Summary:

In the year 2034, Theo Quderian, a French physicist, made an amusing but impractical discovery: the means to use a one-way, fixed-focus time warp that opened into a place in the Rhone River valley during the idyllic Pliocene Epoch, six million years ago. But, as time went on, a certain usefulness developed. The misfits and mavericks of the future–many of them brilliant people–began to seek this exit door to a mysterious past. In 2110, a particularly strange and interesting group was preparing to make the journey–a starship captain, a girl athlete, a paleontologist, a woman priest, and others who had reason to flee the technological perfection of twenty-second-century life. Thus begins this dazzling fantasy novel that invites comparisons with the work of J.R.R. Tolkien, Arthur C. Clarke, and Ursula Le Quin. It opens up a whole world of wonder, not in far-flung galaxies but in our own distant past on Earth–a world that will captivate not only science-fiction and fantasy fans but also those who enjoy literate thrillers.
Thoughts:
DNF at 26%
I think it’s a case of this book was not for me. First off, the story takes way too long to get going. There are probably half a dozen or more scenes, one after the other, all seemingly non-related that introduce us to new characters. This keeps going on and on and on right from the start. By the time these stories are connected together I’d spent a lot of time not being interested in any one of the characters. I think for me the characters are the most important part of any story and without enough time to settle into any one character, there just wasn’t time for me to form a connection with any them at all. While I admire the set up, it just didn’t work for me, this bouncing around from one thing to another.
Not to mention that each scenario is confusing in and of itself. If you want a writer that shows and doesn’t tell, Julian May might be the writer for you. Nothing is explained at all, nothing is given to you as a reader. Instead you have to parse everything out through context which is difficult for some of the information as the book starts off in the future and there are technologies and other things that just don’t exist here.
Aside from the characters and overly long plot set-up, the other thing that bothered me about this book is the prose. Or not exactly the prose because I didn’t mind the sentence structure or the words used to describe things so much, but the way the characters talk to each other and even think to themselves is very odd and threw me for a loop. I kept imagining they were from the 1920’s. And perhaps this is some kind of remark on how language evolves or how language stagnated to this particular style of English because of the ‘intervention’ whenever that was but if we’re just left to figure that out on our own then….maybe it’s not that and it’s just weird for the sake of being weird.
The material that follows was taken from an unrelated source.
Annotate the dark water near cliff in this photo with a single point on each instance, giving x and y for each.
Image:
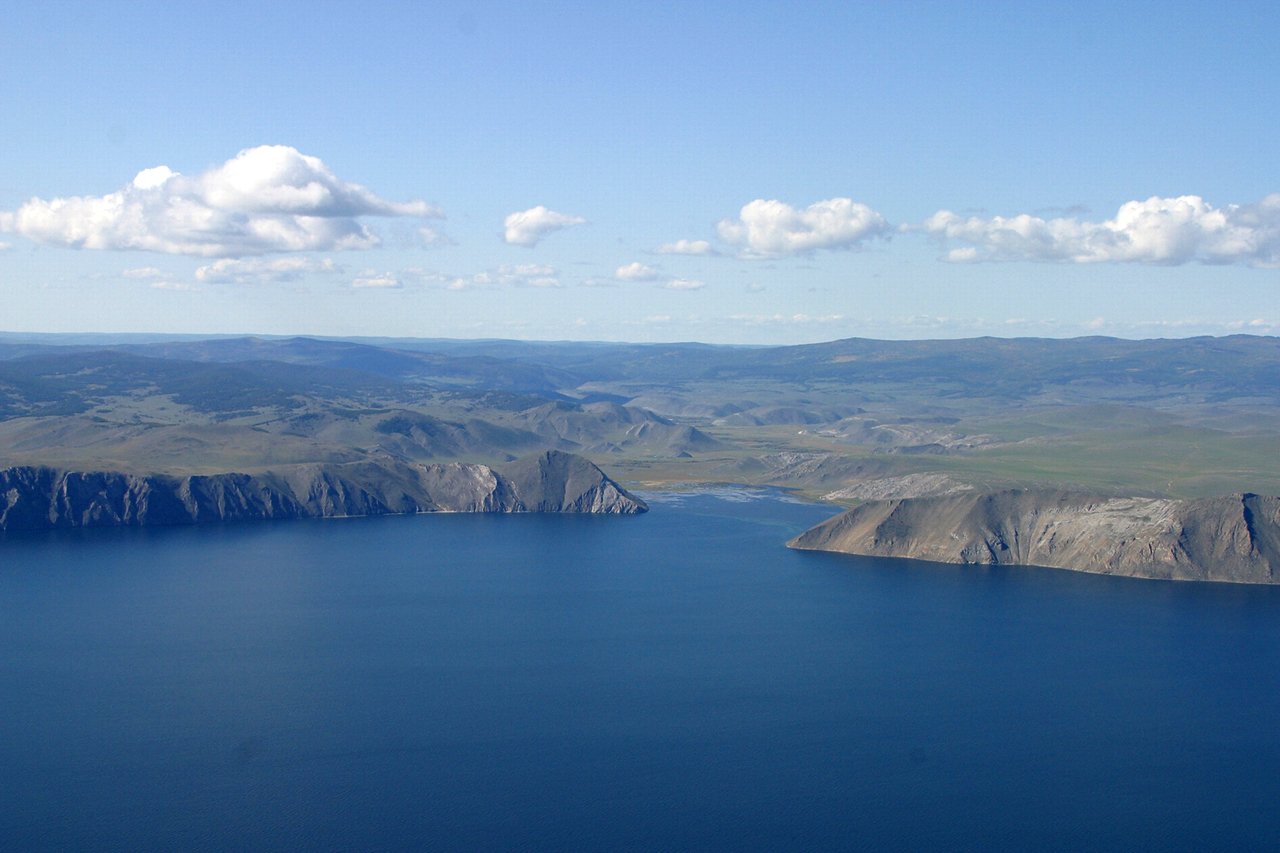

I really did think the concept of this was interesting. After all, I do love a good time travel story and the idea of a bunch of society’s misfits traveling back to the Pliocene Epoch to make a go of it has a lot of potential. I’m sure that it picks up later once our characters find themselves in the Pliocene Epoch, but sadly I didn’t get any further than Part One as I just lost interest in soldiering on. But maybe this will be the book for you!
This book is pretty old, I think being written in 1981 is deserves the “classic” label, so its not surprising the dialog didn’t work that well. Hey, kudos for trying!
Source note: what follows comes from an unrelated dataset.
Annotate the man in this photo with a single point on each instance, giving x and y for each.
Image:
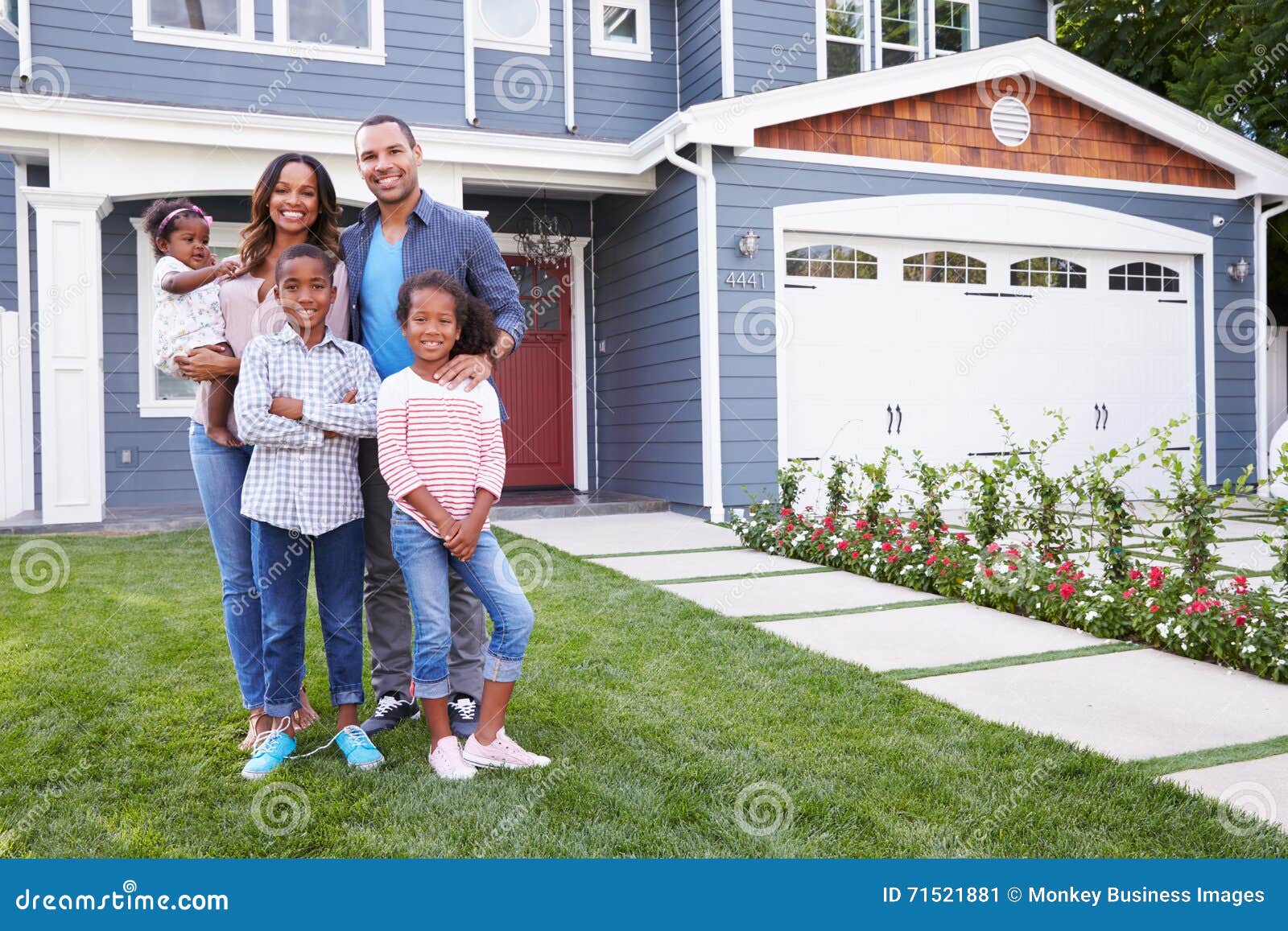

Yeah, it’s definitely in the classic range hah. I think the concept is really cool! It’s a shame I couldn’t get more into it.
Sorry this one didn’t work out to be a good read!
Thanks! I’m hoping for better luck next time. 🙂
I have fond memories of this book, although many of its details are lost in the “mists of time”, since I read it shortly after publication, and your comments on the writing and the long set up made me wonder if now, with the change that came over my tastes in reading material, I would enjoy it as I did back then….
I definitely have books where I loved them when I originally read them but now I’m kind of bored with the style? Tastes do change! That being said, I hope that if you were to reread this you’d still love it! I can see people might like it, the concept is really interesting.
Can’t win them all – and I seem to be having lots of ‘fails’ atm where I least expected. Or at least I’ve been putting lots of books down that I hope to return to.
Lynn 😀
Yeah, I think if I had been in a better mood I might have powered through but I do think there’s something to be said for DNFing now and then.
I am so sad that this was book was disappointing for you! The premises seem good, but what you wrote, especially about the characters and the first part with a lot of scenes to introduce them but unrelated to one another, would annoy me to. Thanks for sharing!
Yeah, the concept was really interesting! I feel like *maybe* the writing style felt a bit dated and that was the problem for me. Had I read this as a teen I probably would have enjoyed it.